5 Things to Keep in Mind when Reviewing the Budget

financial budgeting process 

Let’s face it, budgeting is not fun, especially when you’re the one tasked with reviewing the spreadsheets. Here are some important budgeting process steps to consider during the review process!

1. Take the time you think you need and double it!

Reviewing takes more than five minutes. Ideally, most of your reviewing time should be spent on ensuring the numbers make sense and not checking if the merge worked successfully or if the numbers actually add up correctly. You want to be looking for business issues and not process issues in the review and these all take time.

  • Did someone predict a huge increase in sales but forgot to also increase costs of goods sold?
  • Does the person really think they don’t need additional marketing funds this year?
  • Did this user justify a 25% increase in salary costs?

Make sure you give yourself enough time to do this properly and follow-up with the contributors. As for verifying if the merging worked, unfortunately there’s not much you can do about that if you’re using Excel on its own.

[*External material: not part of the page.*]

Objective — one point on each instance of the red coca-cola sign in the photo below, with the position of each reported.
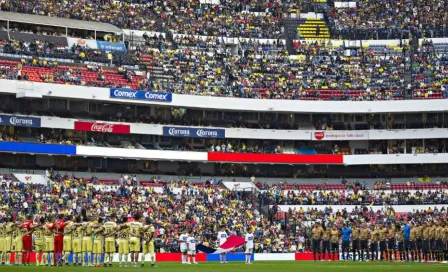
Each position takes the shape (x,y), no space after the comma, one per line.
(102,127)
(319,135)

2. Don’t Sweat the Small Stuff

Look at the table below and while doing so, the “one of these things is not like the other, one of these things doesn’t belong” song should be running through your head. In this scenario, postage accounts for 0.10% of the total budget. Even if the amount was twenty-five times as large, it is irrelevant in the big picture. The message here is when it comes to reviewing, be sure to focus on the big ticket items that make a difference.

financial budgeting process

 

3. Decide Who Owns the Numbers

When you start the budgeting cycle you need to decide who “owns” the numbers. The front-line contributors to the budgeting plan and those who are accountable to those numbers should be the only ones who can change them. However, if you do allow reviewers to change the numbers, then it is absolutely critical that those who are being held accountable to the budget know:

  • What changes were made
  • Who made the changes
  • Why the changes were made

4. Make Sure You Understand the Context

Let’s say that you sell an item with a sales price of $5,000 and last year you sold 1,000 units which equates to $5,000,000 in revenue. But this year your sales manager is forecasting sales of $7,500,000 – a jump of $2.5 million!

  • How does he back up that increase and what does that truly mean to your organization?
  • Can your current manufacturing facility handle the extra volume or do you have to buy additional machinery and put in more production lines?
  • Do you have to find additional sources for raw materials?
  • Do you have to hire more people?

Each of these questions carry financial ripples to your organization. Even if you get perfect budget figures, but you don’t understand the context of the numbers, then you are still behind the eight ball.

5. Surprises in Review Means You Have Failed

At the end of the day, the final budget figures should be of no surprise to anyone!